Types of borrowing
There are different ways you can borrow money for the short to medium term, each with their own pros and cons. Make sure you choose the most suitable for you. These can be:
- bank overdraft;
- personal loans;
- credit cards, store cards and in-store finance;
- hire purchase; or
- other borrowing.
We cover mortgages in a separate section – see Mortgages.
When you apply to borrow money in any of these ways, you’ll usually be asked to complete an application form. Your answers help the lender to predict how big a risk they're taking by lending you money. This is called a credit score – see Credit scoring.
You’ll be charged interest on what you borrow, usually monthly. The interest rate varies depending on the type of loan. You can use the APR (Annual Percentage Rate of charge) to help you shop around for the best deal. APR tells you the cost of the loan taking into account the interest on the loan and other charges. All lenders have to tell you what their APR is – see What is APR?

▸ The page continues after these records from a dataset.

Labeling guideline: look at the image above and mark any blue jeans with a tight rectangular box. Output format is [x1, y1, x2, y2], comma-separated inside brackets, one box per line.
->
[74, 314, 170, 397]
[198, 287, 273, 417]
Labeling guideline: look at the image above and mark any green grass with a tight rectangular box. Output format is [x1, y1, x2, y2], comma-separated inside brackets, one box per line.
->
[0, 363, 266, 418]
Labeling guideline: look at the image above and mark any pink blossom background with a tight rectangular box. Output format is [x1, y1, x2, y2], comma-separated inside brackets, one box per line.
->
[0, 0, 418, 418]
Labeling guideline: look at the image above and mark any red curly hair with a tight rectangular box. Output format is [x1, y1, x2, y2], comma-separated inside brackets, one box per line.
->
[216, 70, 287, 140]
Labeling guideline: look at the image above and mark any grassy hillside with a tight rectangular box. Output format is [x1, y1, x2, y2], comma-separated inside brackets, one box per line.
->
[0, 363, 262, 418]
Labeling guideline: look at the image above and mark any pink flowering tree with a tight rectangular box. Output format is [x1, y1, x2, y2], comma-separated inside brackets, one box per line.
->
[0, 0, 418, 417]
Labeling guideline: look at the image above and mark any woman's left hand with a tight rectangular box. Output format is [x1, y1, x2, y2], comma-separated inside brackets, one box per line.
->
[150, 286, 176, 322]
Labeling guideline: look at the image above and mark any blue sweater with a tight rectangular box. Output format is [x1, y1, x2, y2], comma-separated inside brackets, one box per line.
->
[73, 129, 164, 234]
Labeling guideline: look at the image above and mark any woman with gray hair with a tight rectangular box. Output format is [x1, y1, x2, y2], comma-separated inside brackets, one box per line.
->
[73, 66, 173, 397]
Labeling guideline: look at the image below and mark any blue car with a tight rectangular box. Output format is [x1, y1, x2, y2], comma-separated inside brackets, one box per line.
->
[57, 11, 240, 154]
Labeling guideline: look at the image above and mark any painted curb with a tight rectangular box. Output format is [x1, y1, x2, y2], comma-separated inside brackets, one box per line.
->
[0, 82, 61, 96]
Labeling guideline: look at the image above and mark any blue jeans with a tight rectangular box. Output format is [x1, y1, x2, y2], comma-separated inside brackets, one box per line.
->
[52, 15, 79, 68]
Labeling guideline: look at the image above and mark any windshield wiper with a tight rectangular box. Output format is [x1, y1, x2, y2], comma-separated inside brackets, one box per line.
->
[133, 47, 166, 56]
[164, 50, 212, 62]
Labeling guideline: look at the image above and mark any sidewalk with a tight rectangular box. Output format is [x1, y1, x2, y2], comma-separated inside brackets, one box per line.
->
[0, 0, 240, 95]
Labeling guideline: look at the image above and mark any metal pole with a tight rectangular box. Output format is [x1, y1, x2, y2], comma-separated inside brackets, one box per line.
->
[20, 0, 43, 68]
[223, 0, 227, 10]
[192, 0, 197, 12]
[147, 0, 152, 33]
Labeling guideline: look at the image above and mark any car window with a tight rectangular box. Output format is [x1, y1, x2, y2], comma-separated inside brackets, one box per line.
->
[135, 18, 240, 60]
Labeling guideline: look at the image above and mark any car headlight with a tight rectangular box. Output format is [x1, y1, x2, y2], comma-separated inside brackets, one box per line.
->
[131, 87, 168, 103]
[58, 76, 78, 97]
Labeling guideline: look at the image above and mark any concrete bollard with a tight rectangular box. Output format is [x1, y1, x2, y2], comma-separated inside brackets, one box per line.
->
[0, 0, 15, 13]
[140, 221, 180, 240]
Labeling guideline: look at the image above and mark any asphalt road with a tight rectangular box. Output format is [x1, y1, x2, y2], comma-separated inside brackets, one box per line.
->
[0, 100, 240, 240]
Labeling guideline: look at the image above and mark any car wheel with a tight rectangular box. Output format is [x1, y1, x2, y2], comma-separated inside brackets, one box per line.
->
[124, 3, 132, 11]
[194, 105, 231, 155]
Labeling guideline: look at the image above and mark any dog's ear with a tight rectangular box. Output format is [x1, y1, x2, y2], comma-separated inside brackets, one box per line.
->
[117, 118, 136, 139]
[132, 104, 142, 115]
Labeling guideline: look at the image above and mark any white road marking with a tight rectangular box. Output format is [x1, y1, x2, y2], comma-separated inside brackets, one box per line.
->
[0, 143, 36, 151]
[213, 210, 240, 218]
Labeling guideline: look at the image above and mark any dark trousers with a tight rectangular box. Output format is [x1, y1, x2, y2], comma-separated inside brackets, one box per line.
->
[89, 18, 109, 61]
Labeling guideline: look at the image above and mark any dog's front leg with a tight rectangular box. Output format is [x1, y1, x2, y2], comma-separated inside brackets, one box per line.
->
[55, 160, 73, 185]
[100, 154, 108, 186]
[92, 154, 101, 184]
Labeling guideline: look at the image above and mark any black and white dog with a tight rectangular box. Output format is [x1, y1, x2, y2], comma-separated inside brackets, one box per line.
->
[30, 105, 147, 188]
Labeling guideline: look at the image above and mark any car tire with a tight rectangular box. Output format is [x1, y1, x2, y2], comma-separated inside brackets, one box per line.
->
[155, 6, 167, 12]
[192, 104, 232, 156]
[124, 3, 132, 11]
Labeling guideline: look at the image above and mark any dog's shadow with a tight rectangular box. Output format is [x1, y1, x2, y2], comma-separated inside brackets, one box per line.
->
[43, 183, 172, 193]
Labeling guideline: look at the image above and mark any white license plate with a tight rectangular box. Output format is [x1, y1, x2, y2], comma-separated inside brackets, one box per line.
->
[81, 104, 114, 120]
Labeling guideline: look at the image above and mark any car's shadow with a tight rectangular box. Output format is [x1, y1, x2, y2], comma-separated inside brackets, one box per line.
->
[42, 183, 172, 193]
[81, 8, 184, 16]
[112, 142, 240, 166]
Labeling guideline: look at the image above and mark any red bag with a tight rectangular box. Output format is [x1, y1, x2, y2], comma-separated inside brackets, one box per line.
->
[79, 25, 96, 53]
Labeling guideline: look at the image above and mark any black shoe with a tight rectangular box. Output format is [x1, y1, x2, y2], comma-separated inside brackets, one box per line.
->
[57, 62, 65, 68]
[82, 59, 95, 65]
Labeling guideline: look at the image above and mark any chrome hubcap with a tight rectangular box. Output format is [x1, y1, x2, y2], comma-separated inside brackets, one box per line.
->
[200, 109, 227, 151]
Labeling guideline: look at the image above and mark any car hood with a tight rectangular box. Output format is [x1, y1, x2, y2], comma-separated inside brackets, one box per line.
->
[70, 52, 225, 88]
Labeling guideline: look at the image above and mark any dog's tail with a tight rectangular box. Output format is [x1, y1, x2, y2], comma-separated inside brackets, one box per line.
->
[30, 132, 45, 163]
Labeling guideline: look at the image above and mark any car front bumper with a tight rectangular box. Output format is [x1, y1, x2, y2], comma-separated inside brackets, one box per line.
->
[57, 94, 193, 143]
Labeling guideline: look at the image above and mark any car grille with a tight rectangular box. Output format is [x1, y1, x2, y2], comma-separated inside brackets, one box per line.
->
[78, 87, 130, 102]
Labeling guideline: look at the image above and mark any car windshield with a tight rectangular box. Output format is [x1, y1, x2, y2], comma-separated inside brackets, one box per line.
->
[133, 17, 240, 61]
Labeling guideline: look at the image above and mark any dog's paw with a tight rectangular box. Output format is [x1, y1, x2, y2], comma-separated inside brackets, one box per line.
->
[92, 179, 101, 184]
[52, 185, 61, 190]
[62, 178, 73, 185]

You may be offered insurance for example, Payment Protection Insurance (PPI), to help cover your monthly repayments on loans, credit/store cards or catalogue payments if you are unable to work – see PPI.
Top tips
- Think about whether you can afford the repayments from your household budget.
- Don't sign until you’ve considered all the options.
- Check you understand how the loan works and what could happen if things go wrong.